Agreed. But I draw the “practical” line in a different place than you. If I choose, I can use every tool that you can — recursion, higher-order functions, currying, laziness, list libraries. But equally I can ignore any or all of those tools and still get an elegant, beautiful program. Haskell comes with a strong prejudice, to its detriment.

June 11, 2013 at 5:23 am |

Just tried the code.

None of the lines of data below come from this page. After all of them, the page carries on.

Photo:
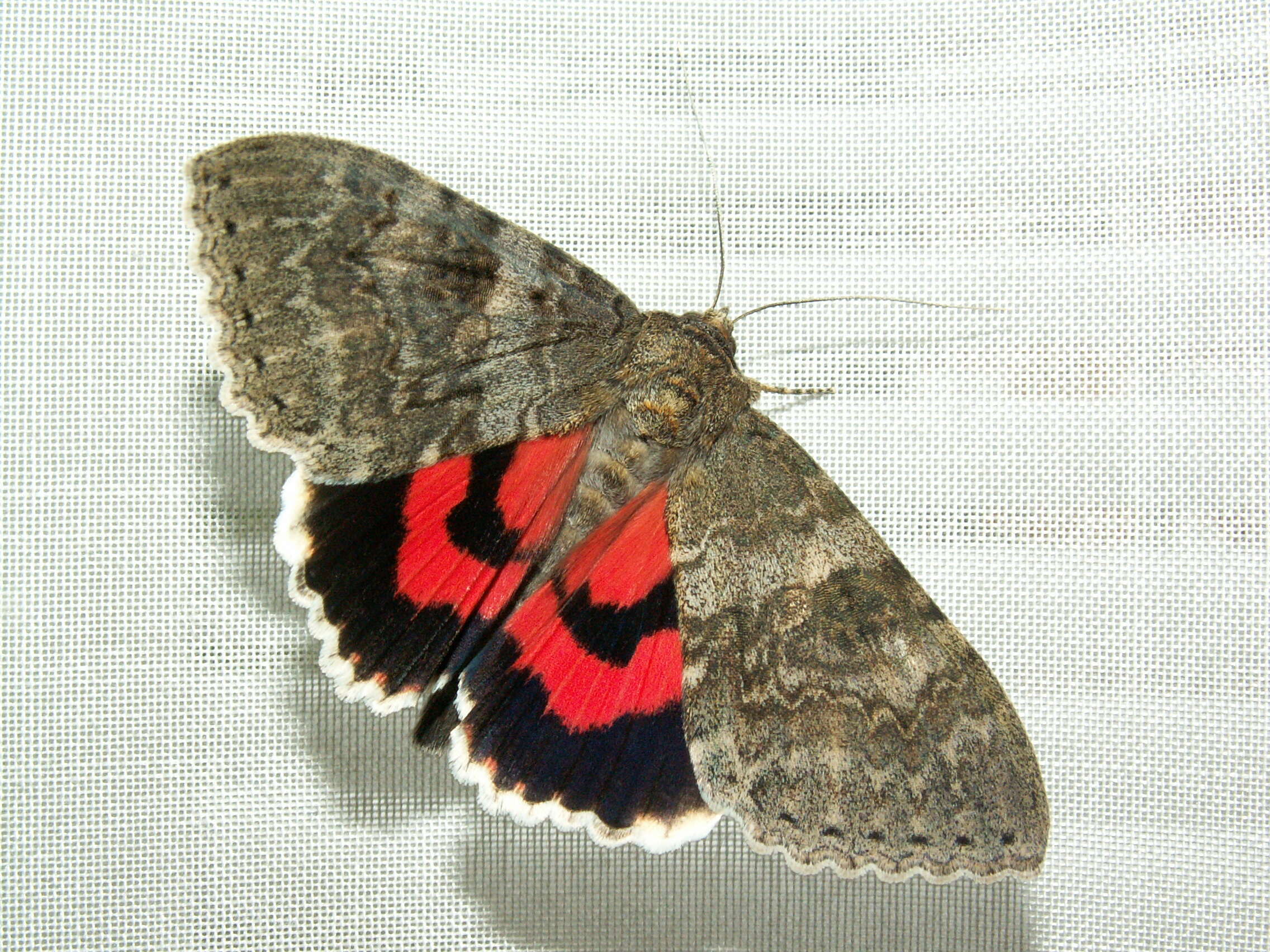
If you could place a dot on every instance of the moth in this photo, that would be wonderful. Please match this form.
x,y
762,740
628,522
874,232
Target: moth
x,y
622,597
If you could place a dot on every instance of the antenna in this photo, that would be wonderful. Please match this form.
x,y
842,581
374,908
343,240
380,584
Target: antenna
x,y
864,297
710,165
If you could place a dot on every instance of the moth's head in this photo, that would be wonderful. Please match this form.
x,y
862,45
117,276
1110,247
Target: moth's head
x,y
713,325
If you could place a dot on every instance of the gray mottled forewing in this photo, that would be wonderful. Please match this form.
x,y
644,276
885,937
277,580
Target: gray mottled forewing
x,y
828,705
371,320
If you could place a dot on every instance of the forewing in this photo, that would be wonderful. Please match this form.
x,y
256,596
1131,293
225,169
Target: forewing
x,y
371,321
828,705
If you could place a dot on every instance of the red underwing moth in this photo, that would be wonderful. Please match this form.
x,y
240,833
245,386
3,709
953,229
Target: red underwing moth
x,y
622,597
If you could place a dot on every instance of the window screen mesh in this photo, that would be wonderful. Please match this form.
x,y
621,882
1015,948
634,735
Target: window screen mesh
x,y
1079,478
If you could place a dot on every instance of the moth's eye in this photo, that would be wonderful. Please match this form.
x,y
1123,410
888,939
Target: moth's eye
x,y
719,337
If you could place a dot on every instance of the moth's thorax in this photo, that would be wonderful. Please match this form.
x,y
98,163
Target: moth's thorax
x,y
681,385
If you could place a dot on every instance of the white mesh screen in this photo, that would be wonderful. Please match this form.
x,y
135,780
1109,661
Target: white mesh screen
x,y
1080,478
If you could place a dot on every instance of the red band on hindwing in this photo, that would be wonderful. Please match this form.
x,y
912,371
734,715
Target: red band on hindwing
x,y
603,636
577,697
474,525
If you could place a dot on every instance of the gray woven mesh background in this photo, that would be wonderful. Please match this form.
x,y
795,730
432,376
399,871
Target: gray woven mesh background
x,y
1080,478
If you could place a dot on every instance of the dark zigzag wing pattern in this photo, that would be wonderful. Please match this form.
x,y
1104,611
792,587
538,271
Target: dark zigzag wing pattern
x,y
409,575
370,320
573,711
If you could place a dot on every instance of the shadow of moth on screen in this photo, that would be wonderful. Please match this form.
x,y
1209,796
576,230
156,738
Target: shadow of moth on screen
x,y
623,598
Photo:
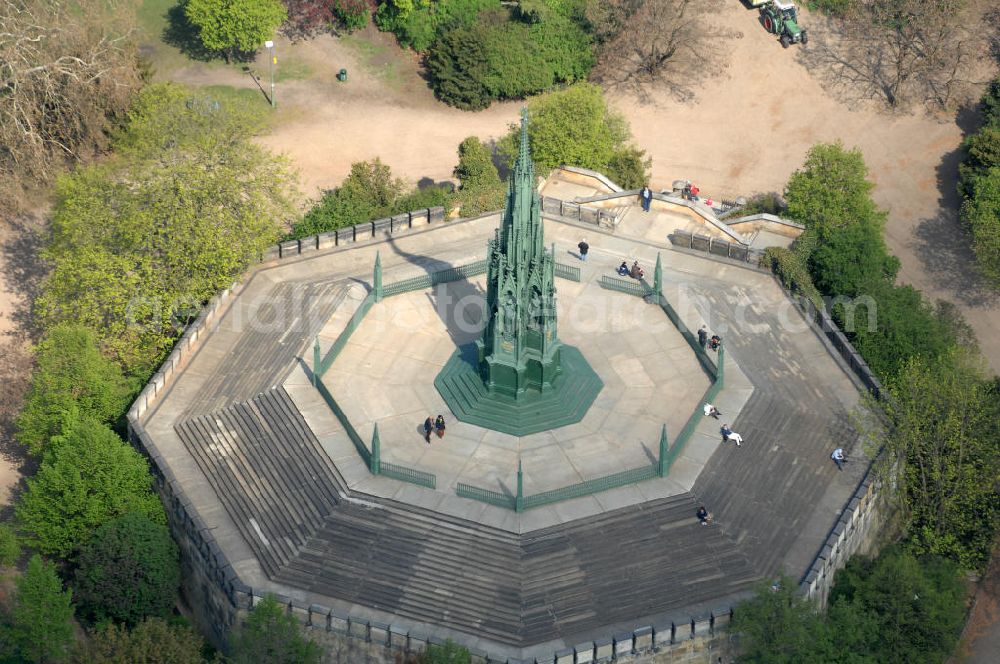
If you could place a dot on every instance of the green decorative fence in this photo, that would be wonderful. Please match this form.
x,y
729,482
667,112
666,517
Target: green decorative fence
x,y
410,475
596,485
628,286
435,278
352,433
496,498
343,337
570,272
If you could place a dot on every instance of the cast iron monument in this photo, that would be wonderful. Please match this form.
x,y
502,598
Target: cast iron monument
x,y
518,377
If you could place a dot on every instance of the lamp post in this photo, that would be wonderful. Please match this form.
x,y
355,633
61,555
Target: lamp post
x,y
273,61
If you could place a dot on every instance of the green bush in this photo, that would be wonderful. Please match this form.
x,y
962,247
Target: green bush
x,y
10,546
900,609
71,380
981,216
88,477
447,653
906,325
272,635
153,641
41,627
416,23
576,127
481,189
495,57
944,415
129,570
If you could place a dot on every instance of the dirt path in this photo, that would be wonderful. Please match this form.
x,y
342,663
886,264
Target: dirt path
x,y
747,131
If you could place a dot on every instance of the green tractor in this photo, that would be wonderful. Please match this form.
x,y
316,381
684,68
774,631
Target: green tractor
x,y
782,19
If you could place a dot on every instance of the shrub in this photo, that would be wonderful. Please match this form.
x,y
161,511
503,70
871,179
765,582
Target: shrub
x,y
153,641
41,626
481,189
129,570
72,380
272,635
981,216
10,546
499,58
88,477
576,127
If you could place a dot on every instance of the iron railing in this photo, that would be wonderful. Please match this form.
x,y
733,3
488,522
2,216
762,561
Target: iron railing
x,y
405,474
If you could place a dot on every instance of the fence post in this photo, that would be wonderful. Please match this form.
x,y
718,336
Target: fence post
x,y
317,361
720,368
376,462
661,469
519,500
658,277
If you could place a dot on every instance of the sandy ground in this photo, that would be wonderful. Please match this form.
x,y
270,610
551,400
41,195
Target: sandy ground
x,y
748,130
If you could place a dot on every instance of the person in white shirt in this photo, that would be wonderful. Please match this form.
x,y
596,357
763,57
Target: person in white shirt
x,y
839,458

But sometimes it gives errors:

perm [[0.0,1.0,-1.0],[0.0,1.0,1.0],[0.0,-1.0,-1.0]]

gives

[[0.0,0.0,1.0],[1.0,0.0,0.0],[1.0,0.0,0.0],*** Exception: Prelude.head: empty list

Any ideas to fix this?

June 11, 2013 at 7:28 pm |

@tinlyx: The problem is that the first column of your matrix consists of zeroes. This results in a division by 0 in the elim function, at which point things go pear-shaped. Either remove the first column entirely (as well as one of the now redundant rows), or enter a non-zero value somewhere in the first column.